A federal judge in Hawaii on Tuesday blocked the third iteration of President Donald Trump’s so-called travel ban, furthering the legal fight over the president’s attempts to bolster border security.
While the Justice Department says it will appeal the ruling, it marks yet another setback for the president’s much-criticized plan to bar entry into the country from people from several majority-Muslim countries.
Judge Derrick K. Watson blocked part of the ban—the latest version of which was set to go into effect on Wednesday. Trump’s ban would have barred certain travelers from Syria, Libya, Iran, Yemen, Chad, Somalia, North Korea and Venezuela from entering the country. Watson suggested the ban violated immigration law.
The order from Watson stops Trump’s order except for restrictions on people entering the country from North Korea and Venezuela. The state of Hawaii and several citizens sued the Trump administration in response to the ban.
Tuesday’s order from Judge Watson is the third time Trump’s travel ban has been challenged in court, according to the Los Angeles Times.
The third iteration added two non-majority Muslim nations—North Korea and Venezuela—in an apparent attempt to skirt the notion that it was intended to bar adherents of a specific religion from entering the country.
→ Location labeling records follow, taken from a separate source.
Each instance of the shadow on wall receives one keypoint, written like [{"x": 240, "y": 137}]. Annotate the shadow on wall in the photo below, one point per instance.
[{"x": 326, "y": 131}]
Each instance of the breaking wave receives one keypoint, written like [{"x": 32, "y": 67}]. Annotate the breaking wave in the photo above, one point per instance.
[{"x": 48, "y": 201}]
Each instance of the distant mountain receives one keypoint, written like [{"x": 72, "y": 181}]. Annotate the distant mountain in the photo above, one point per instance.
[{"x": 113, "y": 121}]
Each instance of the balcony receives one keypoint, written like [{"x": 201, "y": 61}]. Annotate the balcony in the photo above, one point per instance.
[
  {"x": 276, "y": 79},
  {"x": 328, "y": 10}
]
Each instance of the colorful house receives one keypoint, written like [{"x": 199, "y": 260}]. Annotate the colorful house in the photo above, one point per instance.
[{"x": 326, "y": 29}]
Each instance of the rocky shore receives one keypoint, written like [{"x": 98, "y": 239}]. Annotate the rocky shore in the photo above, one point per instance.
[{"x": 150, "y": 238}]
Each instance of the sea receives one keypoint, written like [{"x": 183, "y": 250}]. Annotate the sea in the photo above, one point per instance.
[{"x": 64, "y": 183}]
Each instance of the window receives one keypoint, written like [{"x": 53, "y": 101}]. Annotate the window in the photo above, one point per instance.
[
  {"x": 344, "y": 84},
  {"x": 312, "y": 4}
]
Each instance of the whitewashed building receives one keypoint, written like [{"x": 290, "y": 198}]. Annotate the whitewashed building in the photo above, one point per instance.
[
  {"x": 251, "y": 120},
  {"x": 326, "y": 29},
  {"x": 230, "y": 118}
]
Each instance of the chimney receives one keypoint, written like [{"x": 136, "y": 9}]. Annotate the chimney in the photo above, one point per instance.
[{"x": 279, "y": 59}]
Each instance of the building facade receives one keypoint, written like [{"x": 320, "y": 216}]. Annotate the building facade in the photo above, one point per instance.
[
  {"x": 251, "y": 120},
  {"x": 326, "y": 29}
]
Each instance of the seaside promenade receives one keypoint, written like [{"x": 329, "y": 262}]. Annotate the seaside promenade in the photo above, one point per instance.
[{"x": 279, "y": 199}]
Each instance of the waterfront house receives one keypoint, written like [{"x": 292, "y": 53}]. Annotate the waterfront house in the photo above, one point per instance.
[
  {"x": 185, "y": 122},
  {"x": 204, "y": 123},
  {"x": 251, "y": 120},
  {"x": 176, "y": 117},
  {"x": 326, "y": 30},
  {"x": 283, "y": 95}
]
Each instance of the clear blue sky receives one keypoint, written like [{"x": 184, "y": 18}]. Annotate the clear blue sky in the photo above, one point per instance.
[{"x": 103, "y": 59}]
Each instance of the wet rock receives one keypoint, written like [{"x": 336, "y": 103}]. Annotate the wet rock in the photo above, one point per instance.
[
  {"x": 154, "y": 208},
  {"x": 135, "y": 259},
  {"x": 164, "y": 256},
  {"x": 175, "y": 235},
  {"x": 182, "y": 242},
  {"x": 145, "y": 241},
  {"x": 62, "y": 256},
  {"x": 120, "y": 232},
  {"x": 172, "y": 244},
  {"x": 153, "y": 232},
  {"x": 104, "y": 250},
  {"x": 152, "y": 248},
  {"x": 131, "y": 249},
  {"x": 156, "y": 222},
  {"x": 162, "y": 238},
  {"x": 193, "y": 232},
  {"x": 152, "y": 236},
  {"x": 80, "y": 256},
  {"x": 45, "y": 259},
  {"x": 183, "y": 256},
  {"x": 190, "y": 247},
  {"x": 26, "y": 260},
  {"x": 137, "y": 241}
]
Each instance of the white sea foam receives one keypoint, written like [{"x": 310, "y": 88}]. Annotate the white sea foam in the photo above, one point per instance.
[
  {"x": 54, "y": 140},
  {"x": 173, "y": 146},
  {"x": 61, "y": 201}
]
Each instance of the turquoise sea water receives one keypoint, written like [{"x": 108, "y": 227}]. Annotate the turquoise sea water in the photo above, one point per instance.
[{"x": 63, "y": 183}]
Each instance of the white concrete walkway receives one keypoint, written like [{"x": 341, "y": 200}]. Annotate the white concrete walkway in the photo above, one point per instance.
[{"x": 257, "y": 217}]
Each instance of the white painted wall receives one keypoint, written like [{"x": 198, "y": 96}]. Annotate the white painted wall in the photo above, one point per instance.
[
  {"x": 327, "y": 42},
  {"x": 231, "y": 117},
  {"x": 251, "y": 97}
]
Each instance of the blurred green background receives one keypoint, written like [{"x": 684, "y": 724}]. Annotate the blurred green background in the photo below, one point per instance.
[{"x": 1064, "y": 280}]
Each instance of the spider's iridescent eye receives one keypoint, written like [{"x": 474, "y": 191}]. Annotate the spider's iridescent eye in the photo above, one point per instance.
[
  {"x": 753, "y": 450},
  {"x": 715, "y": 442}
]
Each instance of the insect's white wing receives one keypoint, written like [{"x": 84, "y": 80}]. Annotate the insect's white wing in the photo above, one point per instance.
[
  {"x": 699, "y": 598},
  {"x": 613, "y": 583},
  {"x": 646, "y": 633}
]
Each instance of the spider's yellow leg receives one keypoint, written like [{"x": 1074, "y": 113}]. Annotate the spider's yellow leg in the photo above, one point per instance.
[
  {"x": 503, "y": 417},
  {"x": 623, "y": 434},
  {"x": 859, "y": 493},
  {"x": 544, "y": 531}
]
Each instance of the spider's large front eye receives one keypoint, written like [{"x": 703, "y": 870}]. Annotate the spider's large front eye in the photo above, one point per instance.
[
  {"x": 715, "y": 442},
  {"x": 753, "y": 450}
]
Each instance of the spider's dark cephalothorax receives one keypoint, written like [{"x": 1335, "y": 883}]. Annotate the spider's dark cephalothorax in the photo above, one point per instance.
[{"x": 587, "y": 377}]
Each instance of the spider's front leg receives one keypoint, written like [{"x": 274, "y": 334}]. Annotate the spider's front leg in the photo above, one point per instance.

At the time, the American Civil Liberties Union said the addition of the two nations didn’t “obfuscate the real fact that the administration’s order is still a Muslim ban.”
Earlier versions of Trump’s ban had restrictions on a seemingly arbitrary list of people who had “close relations” with people in the United States. The second iteration of the ban blocked people from entering if they were grandparents, grandchildren, aunts, uncles, nieces, nephews, cousins, or fiancés of people within the United States.
The United States Supreme Court has ruled on parts of Trump’s travel bans and partially lifted injunctions on previous versions of the plan in June.